Lokum, Turkish delight, is the conceptual heart of this composition. Not rosewater and powdered sugar as an abstract concept, but the actual dense, chewy square you'd find in a Istanbul bazaar, dusted with starch. Bertrand Duchaufour builds the entire fragrance around this idea: the sweet that balances the leather, the floral that grounds the spice, the warmth that makes the opening's tart fruit feel like a memory rather than a gimmick. Saffron runs through all three phases, tying the structure together with its distinctive medicinal warmth. The result is a fragrance that smells like a place, not a concept of a place.
The evolution
The opening announces itself with red apple and pomegranate, tart and bright, almost juicy. Saffron and ginger arrive with it, creating a sweet-spicy tension that feels almost contradictory. Then the fruit softens. The leather rises, warm and present, and the iris settles in like powder, softening what could be harsh. In the heart, leather and lokum blend together, pink tulip giving an unexpected delicacy, the sweetness deepening but never quite winning. The drydown is where this fragrance earns its reputation. Benzoin and cedar take over, the sweetness transforms into something warm and resinous, and the whole composition stays close to the skin. The fragrance evolves on the wearer throughout the day, each stage revealing new dimensions.

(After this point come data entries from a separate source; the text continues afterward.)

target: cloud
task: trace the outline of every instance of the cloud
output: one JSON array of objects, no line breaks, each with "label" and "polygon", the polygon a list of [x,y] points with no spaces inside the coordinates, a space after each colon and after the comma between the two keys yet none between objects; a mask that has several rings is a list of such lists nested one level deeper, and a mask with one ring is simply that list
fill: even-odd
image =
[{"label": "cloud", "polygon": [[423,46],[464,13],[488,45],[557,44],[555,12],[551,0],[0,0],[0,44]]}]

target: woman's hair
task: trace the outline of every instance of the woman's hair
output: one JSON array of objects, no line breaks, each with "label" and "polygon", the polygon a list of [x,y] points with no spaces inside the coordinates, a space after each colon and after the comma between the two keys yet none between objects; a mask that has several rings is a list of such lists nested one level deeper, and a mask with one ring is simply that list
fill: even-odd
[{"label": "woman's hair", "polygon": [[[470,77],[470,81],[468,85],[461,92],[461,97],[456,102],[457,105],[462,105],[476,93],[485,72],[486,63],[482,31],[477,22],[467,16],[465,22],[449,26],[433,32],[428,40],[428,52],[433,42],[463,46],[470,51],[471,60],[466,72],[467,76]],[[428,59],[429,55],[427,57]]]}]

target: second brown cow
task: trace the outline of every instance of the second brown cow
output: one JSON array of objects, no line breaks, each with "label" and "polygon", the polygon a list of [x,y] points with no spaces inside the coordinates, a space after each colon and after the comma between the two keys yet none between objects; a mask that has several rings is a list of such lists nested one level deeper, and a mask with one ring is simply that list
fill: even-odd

On fabric, it leaves a subtle trace that lingers, a reminder of the crossing that inspired it.
Cultural impact
Traversee du Bosphore takes its name from the strait that divides Europe and Asia, a narrow waterway that has served as a passage between civilizations for generations. The fragrance uses pomegranate and saffron to evoke the meeting of Mediterranean and Asian cultures, capturing that sense of crossing from one world to another. The warm, spiced notes reflect the complexity of this in-between space, while the fruity opening brings a modern freshness that feels both timeless and contemporary.